The concept of proximate cause, or more appropriately legal cause, has proven to be an elusive one, incapable of being precisely defined to cover all situations (see, e.g., Pagan v Goldberger, 51 A.D.2d 508, 509 [HOPKINS, Acting P.J.]; Prosser, Law of Torts [4th ed], § 42, p 249; see, also, 1 Shearman Redfield, Negligence, § 35). This is, in part, because the concept stems from policy considerations that serve to place manageable limits upon the liability that flows from negligent conduct (e.g., Ventricelli v Kinney System Rent A Car, 45 N.Y.2d 950, 952; Palsgraf v Long Is. R.R. Co., 248 N.Y. 339, 352 [ANDREWS, J., dissenting]). Depending upon the nature of the case, a variety of factors may be relevant in assessing legal cause. Given the unique nature of the inquiry in each case, it is for the finder of fact to determine legal cause, once the court has been satisfied that a prima facie case has been established (see, e.g., Nallan v Helmsley-Spear, Inc., 50 N.Y.2d 507, 520, 521; Sheehan v City of New York, 40 N.Y.2d 496, 502, 503; Kingsland v Erie County Agric. Soc., 298 N.Y. 409, 424, 427). To carry the burden of proving a prima facie case, the plaintiff must generally show that the defendant's negligence was a substantial cause of the events which produced the injury (Nallan v Helmsley-Spear, Inc., supra, at p 520; Restatement, Torts 2d, § 431). Plaintiff need not demonstrate, however, that the precise manner in which the accident happened, or the extent of injuries, was foreseeable (Restatement, Torts 2d, § 435, subd 2).
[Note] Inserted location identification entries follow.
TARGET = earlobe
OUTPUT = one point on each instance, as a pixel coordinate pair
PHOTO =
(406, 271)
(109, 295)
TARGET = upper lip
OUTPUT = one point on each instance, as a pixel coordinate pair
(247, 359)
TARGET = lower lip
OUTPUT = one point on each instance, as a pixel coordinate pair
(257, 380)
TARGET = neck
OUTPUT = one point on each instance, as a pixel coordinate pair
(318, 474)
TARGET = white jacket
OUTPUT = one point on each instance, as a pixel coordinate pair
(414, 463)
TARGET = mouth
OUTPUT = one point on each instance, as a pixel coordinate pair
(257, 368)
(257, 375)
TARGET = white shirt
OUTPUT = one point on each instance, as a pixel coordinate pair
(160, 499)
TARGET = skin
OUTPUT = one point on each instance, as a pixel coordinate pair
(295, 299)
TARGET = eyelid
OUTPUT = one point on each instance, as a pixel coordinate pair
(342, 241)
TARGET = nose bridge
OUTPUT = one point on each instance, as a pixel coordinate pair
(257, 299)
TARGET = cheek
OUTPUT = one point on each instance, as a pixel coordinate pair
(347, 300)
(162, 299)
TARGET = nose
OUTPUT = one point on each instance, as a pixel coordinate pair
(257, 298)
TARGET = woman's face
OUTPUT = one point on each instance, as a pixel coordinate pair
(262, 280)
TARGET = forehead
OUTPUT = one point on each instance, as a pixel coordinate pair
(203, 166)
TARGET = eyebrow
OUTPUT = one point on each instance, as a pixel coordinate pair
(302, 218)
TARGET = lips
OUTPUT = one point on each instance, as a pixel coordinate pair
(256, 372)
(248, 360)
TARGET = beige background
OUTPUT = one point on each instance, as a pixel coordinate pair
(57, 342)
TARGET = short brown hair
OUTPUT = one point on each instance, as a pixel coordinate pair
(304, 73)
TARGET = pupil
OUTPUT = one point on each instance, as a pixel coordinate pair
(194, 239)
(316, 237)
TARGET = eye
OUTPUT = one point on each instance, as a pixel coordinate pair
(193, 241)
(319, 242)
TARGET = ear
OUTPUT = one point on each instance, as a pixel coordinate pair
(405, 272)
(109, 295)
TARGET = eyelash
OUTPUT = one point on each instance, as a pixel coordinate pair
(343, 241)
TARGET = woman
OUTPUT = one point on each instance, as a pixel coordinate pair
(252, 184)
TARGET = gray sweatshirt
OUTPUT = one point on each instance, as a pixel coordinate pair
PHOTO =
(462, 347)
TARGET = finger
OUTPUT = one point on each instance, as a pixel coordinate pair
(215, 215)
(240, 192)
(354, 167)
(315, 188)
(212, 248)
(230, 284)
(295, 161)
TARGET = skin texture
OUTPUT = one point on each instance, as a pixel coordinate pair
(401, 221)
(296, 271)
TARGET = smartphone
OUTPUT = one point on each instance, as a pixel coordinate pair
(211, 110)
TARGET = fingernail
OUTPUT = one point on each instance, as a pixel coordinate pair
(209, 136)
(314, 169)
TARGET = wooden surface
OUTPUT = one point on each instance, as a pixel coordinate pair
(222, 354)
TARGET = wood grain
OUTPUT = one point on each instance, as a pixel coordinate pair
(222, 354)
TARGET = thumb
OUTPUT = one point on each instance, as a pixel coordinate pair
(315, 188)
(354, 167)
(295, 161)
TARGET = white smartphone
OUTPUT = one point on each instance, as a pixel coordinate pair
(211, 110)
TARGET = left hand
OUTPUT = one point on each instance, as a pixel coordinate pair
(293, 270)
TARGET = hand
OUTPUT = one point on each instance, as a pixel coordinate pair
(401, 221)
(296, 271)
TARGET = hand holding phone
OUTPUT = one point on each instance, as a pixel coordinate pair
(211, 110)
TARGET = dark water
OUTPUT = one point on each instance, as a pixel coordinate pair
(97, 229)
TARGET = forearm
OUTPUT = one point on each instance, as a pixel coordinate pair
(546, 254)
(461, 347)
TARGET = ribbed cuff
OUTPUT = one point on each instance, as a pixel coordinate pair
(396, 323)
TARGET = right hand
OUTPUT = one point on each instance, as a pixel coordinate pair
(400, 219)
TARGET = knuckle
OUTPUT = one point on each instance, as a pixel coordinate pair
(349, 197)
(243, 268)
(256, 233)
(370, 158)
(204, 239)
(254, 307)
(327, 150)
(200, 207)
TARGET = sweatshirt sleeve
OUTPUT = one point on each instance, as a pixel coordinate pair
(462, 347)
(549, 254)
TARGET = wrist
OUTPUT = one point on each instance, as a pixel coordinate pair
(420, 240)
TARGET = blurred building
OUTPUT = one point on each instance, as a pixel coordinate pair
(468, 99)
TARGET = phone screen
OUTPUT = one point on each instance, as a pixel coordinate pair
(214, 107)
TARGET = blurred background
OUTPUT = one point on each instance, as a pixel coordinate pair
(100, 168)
Where the acts of a third person intervene between the defendant's conduct and the plaintiff's injury, the causal connection is not automatically severed. In such a case, liability turns upon whether the intervening act is a normal or foreseeable consequence of the situation created by the defendant's negligence (see Parvi v City of Kingston, 41 N.Y.2d 553, 560; Restatement, Torts 2d, §§ 443, 449; Prosser, Law of Torts, § 44). If the intervening act is extraordinary under the circumstances, not foreseeable in the normal course of events, or independent of or far removed from the defendant's conduct, it may well be a superseding act which breaks the causal nexus (see, e.g., Martinez v Lazaroff, 48 N.Y.2d 819, 820; Ventricelli v Kinney System Rent A Car, 45 N.Y.2d 950, 952, supra; Rivera v City of New York, 11 N.Y.2d 856). Because questions concerning what is foreseeable and what is normal may be the subject of varying inferences, as is the question of negligence itself, these issues generally are for the fact finder to resolve.
There are certain instances, to be sure, where only one conclusion may be drawn from the established facts and where the question of legal cause may be decided as a matter of law. Those cases generally involve independent intervening acts which operate upon but do not flow from the original negligence. Thus, for instance, we have held that where an automobile lessor negligently supplies a car with a defective trunk lid, it is not liable to the lessee who, while stopped to repair the trunk, was injured by the negligent driving of a third party (Ventricelli v Kinney System Rent A Car, supra). Although the renter's negligence undoubtedly served to place the injured party at the site of the accident, the intervening act was divorced from and not the foreseeable risk associated with the original negligence. And the injuries were different in kind than those which would have normally been expected from a defective trunk. In short, the negligence of the renter merely furnished the occasion for an unrelated act to cause injuries not ordinarily anticipated (see, also, Martinez v Lazaroff, supra).
By contrast, in the present case, we cannot say as a matter of law that defendant Dickens' negligence was a superseding cause which interrupted the link between Felix' negligence and plaintiff's injuries. From the evidence in the record, the jury could have found that Felix negligently failed to safeguard the excavation site. A prime hazard associated with such dereliction is the possibility that a driver will negligently enter the work site and cause injury to a worker. That the driver was negligent, or even reckless, does not insulate Felix from liability (see Lopes v Adams, 30 N.Y.2d 499, affg 37 A.D.2d 610; Restatement, Torts 2d, § 449). Nor is it decisive that the driver lost control of the vehicle through a negligent failure to take medication, rather than a driving mistake (see, e.g., Lopes v Adams, supra). The precise manner of the event need not be anticipated. The finder of fact could have concluded that the foreseeable, normal and natural result of the risk created by Felix was the injury of a worker by a car entering the improperly protected work area. An intervening act may not serve as a superseding cause, and relieve an actor of responsibility, where the risk of the intervening act occurring is the very same risk which renders the actor negligent.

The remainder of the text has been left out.